- Directed by: Ike Sanders
- Written by: Vernon Chatman
- Produced by: Vernon Chatman
- Starring: Melvin; Yvonne; Kesha; Matt; Guy Perry; Tyler;
- Production companies: PFFR; Playa's Entertainment; PornForThePeople.com;
- Distributed by: Drag City
- Release date: 2009;
- Running time: 71 minutes
- Country: United States
- Language: English

= Final Flesh =

2009 American comedy horror film

Final Flesh is a 2009 American independent post-apocalyptic surreal comedy horror film directed by Ike Sanders, written by Vernon Chatman, and produced by PFFR. The film was made by sending the most deliberately absurd and ridiculous scripts to four different companies that specialize in making custom fetish pornography and having the porn actors act out the scripts, which include plenty of nudity, with short scenes of masturbation being the closest they ever get to pornography.
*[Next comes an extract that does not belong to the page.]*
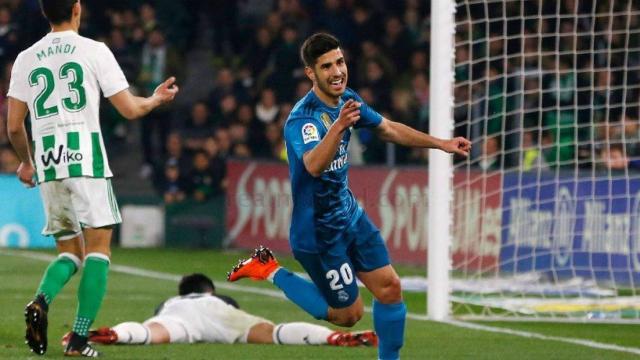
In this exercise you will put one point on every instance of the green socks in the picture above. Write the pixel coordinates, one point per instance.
(57, 275)
(93, 286)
Final Flesh tells a very loose story involving a family who live near ground zero, where a nuclear bomb is scheduled to hit. The film is composed almost entirely of non sequiturs, intentionally designed to be as random and nonsensical as possible.

==Cast==
- Melvin as Mr. Pollard
- Yvonne as Mrs. Pollard
- Kesha as Pam Pollard

==Reception==
Response to Final Flesh mostly focused on its one-of-a-kind method of production and its extremely surreal nature. AllMovie describes the production of the film as such: "What's most significant about Final Flesh is not the narrative but how it was produced. Vernon Chatman, co-creator of the TV series Wonder Showzen and Xavier: Renegade Angel, wrote a purposefully absurd and pretentious screenplay about thermo-nuclear doomsday, and then divided it into four acts. Each act was sent to a different independent adult video company, each of which specializes in enacting fetish scenarios submitted by amateurs for a price. Chatman then assembled the four completed segments into Final Flesh, with none of the actors, technicians or directors supposedly the wiser about the satiric nature of the project." Vice stated that Final Flesh "could be Chatman's masterpiece." The A.V. Club asserted that "If it didn’t have a sense of humor, Final Flesh would wind up in an art museum." Tiny Mix Tapes gave Final Flesh 3½ out of 5 stars and stated that the film "does achieve its goal of showing how one man’s fetish—no matter how goofy or scripted—may be another man’s smut."